L'intérêt d'Ineos pour ce partenariat est évident : ce petit acteur du raffinage est très endetté. Grâce à l'investissement chinois, Ineos peut espérer maintenir à la fois les emplois et la compétitivité de ses équipements sur un marché qui s'est rétréci.
Pour Petrochina, les motivations sont plus obscures. « Ça ne peut pas être la rentabilité immédiate, estime l'expert pétrolier Pierre Terzian, de Petrostratégie, étant donné la mollesse de la demande européenne de carburant, mais la compagnie chinoise parie peut-être sur la reprise de cette demande... à long terme. Dans ce cas, les acquisitions européennes de Petrochina auront été une bonne affaire, car elles sont peu valorisées en ce moment. »

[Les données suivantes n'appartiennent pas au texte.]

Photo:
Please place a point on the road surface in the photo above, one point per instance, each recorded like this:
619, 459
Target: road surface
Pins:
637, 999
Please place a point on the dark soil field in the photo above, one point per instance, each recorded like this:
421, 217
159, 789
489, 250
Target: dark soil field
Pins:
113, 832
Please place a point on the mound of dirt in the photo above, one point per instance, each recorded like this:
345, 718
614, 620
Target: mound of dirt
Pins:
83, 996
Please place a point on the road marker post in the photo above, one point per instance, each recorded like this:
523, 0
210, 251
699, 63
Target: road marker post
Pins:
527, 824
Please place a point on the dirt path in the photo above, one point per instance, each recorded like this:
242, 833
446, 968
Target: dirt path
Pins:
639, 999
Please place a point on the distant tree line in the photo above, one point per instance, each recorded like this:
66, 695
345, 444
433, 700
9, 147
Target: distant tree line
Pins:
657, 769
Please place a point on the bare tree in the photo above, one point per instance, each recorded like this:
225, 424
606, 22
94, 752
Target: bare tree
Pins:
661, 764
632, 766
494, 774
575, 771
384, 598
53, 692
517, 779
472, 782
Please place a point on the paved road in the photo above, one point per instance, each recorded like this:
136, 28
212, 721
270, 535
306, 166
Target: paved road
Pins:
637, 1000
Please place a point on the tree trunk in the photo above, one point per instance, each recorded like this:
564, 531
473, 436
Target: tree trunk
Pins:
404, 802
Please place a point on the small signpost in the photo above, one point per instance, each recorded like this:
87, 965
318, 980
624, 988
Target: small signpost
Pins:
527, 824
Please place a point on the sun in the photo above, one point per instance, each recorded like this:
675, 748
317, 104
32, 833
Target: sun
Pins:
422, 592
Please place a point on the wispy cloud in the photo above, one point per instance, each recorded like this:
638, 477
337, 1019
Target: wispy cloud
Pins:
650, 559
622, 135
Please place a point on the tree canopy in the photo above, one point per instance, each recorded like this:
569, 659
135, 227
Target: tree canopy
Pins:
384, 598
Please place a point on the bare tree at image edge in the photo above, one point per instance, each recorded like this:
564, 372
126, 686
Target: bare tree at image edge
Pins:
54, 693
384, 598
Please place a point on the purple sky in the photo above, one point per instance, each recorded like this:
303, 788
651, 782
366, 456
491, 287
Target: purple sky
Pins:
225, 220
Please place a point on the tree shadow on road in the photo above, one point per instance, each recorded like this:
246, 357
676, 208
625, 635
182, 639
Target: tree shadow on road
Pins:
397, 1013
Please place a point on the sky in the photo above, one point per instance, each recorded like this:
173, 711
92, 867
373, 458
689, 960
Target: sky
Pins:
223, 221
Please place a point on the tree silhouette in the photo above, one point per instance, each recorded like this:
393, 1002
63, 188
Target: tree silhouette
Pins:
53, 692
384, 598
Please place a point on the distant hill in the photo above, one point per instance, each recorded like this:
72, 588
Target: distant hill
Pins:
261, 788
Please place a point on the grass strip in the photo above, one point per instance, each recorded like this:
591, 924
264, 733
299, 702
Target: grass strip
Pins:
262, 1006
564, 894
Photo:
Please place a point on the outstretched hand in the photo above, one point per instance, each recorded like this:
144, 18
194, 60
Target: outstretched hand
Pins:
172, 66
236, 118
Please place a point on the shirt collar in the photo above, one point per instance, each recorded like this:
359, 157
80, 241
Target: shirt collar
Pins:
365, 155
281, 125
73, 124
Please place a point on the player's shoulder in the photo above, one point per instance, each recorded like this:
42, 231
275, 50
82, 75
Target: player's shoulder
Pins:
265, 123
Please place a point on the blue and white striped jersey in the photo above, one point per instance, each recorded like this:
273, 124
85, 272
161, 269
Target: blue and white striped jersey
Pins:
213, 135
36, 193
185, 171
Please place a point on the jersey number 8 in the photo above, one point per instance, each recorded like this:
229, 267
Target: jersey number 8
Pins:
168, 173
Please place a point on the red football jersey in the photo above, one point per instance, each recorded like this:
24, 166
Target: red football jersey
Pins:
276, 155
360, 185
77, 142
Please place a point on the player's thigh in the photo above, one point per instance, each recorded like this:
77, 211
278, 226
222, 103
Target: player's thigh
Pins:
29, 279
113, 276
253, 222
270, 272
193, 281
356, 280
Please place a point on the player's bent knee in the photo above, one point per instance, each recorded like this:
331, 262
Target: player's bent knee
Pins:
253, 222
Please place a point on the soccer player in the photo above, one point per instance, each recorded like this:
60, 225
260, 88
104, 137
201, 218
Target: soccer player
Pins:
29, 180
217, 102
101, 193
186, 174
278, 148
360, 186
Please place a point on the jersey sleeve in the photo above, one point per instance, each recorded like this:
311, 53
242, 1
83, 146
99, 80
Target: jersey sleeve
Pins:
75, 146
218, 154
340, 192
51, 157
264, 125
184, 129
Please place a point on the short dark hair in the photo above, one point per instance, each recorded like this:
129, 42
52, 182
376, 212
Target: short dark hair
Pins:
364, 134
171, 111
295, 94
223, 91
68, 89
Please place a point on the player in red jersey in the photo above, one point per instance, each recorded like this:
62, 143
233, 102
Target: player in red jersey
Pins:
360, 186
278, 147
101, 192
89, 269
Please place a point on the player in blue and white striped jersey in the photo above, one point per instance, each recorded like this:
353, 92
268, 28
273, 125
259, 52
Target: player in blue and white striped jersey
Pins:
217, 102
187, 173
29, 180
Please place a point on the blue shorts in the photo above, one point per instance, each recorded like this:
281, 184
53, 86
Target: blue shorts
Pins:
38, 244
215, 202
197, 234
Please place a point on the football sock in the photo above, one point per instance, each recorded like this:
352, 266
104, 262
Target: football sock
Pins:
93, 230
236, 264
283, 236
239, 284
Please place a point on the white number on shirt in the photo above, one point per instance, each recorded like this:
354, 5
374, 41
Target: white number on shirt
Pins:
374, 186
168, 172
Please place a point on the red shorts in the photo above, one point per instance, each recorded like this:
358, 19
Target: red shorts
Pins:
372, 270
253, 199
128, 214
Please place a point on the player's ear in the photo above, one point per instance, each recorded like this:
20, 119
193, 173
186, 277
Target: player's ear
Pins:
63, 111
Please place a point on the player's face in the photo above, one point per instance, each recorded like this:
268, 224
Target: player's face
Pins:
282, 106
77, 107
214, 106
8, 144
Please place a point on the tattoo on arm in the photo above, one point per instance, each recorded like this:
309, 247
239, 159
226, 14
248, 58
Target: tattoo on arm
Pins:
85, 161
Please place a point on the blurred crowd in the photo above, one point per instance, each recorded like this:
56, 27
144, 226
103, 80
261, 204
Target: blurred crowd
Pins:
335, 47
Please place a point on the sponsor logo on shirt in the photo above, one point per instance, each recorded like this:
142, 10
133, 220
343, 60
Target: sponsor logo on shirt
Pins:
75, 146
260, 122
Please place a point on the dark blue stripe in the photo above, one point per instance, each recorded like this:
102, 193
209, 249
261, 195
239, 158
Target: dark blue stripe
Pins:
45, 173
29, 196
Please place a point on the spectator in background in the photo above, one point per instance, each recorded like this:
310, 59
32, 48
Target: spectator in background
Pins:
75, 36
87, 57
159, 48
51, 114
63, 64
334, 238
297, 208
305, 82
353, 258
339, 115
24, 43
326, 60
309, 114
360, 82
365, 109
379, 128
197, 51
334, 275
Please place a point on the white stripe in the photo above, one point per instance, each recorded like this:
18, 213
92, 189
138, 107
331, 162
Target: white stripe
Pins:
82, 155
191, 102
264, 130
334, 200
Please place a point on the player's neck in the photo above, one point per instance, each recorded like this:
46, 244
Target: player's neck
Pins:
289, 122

L'implantation du Chinois pourrait avoir d'autres avantages : mieux connaître le marché européen et y avoir une tête de pont dans le négoce des produits pétroliers. Enfin - et c'est peut-être la motivation principale, estime Constancio Silva, spécialiste de l'aval pétrolier à l'IFP (Institut français du pétrole - Energies nouvelles) -, les Chinois s'intéressent au savoir-faire pétrochimique de leur partenaire européen. Ineos était avant tout un chimiste avant de racheter les raffineries de BP, il y a cinq ans, et la société britannique a toujours le projet de développer sur le sol chinois ses compétences pétrochimiques, pour la fabrication, par exemple, des fibres de carbone.